With 190 horsepower available, the Grand Sport was, for a while, the world’s most powerful and fastest sports car. The T26 Record models used a slightly lower state-of-tune (170 brake horsepower) engine, yet they were still one of the world’s most powerful cars when launched. In addition, the T26 Record used a Wilson pre-selector gearbox, in which the epicyclic gear trains were engaged and disengaged by brake bands operated by a pedal that occupied the position usually reserved for a conventional clutch pedal. The driver manually selected the next brake band to be actuated, and therefore the next gear ratio, with a lever moving in a quadrant on the steering column.
This T26, chassis 100007, was originally delivered to well-respected Swiss coachbuilder Graber, of Bern, Switzerland. Graber supplied bodies to many of the period’s premier manufactures across Europe. This example retains its original matching-numbers engine, as confirmed by the records held by Club Talbot, copies of which are included on file. The car also retains its original four-speed Wilson pre-selector gearbox; although, at some point during the car’s life, the engine was upgraded with triple carburettors.
Cosmetically, the car is in very nice driving condition. The body is straight and solid, with acceptable panel gaps throughout and excellent chrome and polished aluminium trim. The paintwork presents nicely, although displaying some minor flaws and wear. The interior is in equally nice condition and features the correct steering wheel, switches, and Jaeger gauges.
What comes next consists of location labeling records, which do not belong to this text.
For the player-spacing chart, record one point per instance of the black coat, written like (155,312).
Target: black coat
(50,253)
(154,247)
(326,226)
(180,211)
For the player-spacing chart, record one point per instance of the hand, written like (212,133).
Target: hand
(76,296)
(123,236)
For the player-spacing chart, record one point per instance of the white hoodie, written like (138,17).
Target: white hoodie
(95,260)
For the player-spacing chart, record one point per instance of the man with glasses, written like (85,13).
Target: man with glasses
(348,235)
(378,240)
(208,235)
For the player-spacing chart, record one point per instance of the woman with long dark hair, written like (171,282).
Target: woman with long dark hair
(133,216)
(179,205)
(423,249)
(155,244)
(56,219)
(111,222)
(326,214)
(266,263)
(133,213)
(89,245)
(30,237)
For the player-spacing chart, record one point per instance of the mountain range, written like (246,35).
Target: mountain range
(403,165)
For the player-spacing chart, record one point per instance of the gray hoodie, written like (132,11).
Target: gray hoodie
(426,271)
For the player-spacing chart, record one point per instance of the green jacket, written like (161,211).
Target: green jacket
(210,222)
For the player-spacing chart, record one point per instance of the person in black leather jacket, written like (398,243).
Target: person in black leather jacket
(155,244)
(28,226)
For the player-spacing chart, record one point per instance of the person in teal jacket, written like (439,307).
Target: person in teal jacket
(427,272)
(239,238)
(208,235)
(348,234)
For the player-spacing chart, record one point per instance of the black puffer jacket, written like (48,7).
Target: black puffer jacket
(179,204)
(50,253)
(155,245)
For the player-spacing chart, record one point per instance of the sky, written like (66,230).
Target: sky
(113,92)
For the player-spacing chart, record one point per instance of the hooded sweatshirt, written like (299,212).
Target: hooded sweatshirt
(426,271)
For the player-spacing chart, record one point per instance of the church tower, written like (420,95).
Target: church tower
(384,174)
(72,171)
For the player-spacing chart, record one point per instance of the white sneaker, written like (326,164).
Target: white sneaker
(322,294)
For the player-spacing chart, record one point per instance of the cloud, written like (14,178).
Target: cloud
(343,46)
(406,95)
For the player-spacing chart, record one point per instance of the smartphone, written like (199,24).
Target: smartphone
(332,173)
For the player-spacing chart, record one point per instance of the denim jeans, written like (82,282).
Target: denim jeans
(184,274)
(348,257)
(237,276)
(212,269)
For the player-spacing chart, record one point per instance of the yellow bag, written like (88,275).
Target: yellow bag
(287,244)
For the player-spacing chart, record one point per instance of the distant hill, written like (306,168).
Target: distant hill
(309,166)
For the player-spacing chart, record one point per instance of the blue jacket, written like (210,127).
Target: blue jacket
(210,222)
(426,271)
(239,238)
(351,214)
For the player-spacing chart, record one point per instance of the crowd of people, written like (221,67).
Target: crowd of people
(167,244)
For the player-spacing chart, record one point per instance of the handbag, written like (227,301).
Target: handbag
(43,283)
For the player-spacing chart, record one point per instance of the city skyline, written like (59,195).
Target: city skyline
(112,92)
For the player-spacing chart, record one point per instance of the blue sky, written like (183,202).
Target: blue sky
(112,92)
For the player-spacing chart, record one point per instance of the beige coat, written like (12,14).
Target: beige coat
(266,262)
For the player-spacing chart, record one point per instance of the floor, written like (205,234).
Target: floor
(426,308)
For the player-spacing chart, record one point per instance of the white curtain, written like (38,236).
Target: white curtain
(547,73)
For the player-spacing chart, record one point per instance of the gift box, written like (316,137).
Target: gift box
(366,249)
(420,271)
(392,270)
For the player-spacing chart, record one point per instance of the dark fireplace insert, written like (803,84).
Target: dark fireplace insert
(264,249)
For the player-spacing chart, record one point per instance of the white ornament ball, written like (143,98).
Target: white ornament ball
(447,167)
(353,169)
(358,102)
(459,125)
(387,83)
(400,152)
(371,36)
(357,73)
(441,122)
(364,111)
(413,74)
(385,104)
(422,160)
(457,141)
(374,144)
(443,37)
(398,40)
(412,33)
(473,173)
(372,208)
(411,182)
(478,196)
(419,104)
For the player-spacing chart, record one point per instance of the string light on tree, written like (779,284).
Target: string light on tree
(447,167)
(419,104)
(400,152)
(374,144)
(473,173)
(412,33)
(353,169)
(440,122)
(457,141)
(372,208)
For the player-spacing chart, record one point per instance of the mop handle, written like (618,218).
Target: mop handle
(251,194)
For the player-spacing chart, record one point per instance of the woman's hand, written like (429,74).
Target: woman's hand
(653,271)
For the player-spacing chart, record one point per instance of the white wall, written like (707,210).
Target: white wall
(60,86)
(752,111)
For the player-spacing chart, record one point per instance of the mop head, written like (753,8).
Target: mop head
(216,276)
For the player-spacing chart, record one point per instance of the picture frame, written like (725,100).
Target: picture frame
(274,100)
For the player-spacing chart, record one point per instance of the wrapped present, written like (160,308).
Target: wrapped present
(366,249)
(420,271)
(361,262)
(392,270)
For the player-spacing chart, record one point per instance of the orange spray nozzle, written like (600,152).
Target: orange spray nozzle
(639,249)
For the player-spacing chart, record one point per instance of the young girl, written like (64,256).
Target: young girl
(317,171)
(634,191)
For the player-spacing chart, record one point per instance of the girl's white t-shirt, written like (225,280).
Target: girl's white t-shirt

The tan canvas top is in good condition, with some minor marks on it, whereas the wool headliner looks to be in good condition and the carpets are in similarly nice order.
This T26 Record, displaying less than 55,000 kilometres, represents an excellent opportunity to acquire an open grand tourer par excellence, complete with rare bodywork from a known and respected coachbuilder. It would be welcomed at national and club events and is eligible for historic competition events, such as the Mille Miglia Storica.